Beschaffungs-Kraftakt: BMVg will bis Jahresende 37 Projekte durchbringen

Für seine Rüstungsprojekte plant das Verteidigungsministerium in diesem Jahr einen Kraftakt: Bis zum Jahresende sollen dem Haushaltsausschuss des Bundestages noch 37 Vorlagen zur Billigung vorgelegt werden. Dabei geht es um den Einstieg in große Beschaffungsvorhaben wie die Luftverteidigungsfregatte F127 oder neue U-Boote, aber auch die Modernisierung des Marschflugkörpers Taurus. Offen ist allerdings, was davon tatsächlich auf die Tagesordnung der Abgeordneten kommt – und was nach dem Ende der Koalition eine Mehrheit findet.

Die Liste der so genannten 25-Millionen-Euro-Vorlagen*, die das Verteidigungsministerium Anfang der Woche  an den Bundestag übersandte, ist angesichts der Begleitumstände deutlich umfangreicher als sonst zum Jahresende. Der Grund ist nicht alleine, dass mit dem Bruch der Ampel-Koalition die nächste Bundestagswahl im Februar früher als zuvor erwartet kommt.
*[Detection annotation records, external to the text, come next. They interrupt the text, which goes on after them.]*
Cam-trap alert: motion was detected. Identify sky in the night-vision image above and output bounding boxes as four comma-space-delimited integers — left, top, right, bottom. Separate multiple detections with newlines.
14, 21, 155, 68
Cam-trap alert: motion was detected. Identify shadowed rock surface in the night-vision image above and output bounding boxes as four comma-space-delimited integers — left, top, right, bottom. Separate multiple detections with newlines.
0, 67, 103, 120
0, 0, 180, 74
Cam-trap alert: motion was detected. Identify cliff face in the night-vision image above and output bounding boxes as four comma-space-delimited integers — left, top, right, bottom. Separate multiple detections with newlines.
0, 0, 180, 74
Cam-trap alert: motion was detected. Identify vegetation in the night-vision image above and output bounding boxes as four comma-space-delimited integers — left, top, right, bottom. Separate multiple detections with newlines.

Schwieriger ist das Problem, dass für das kommende Jahr kein Haushalt vorliegt – und damit angesichts der absehbaren vorläufigen Haushaltsführung etliche größere Projekte vorerst nicht begonnen werden können. Ändern wird sich diese Situation erst nach Bundestagswahl, Konstituierung eines neuen Parlaments, Regierung und dann einem Haushaltsbeschluss.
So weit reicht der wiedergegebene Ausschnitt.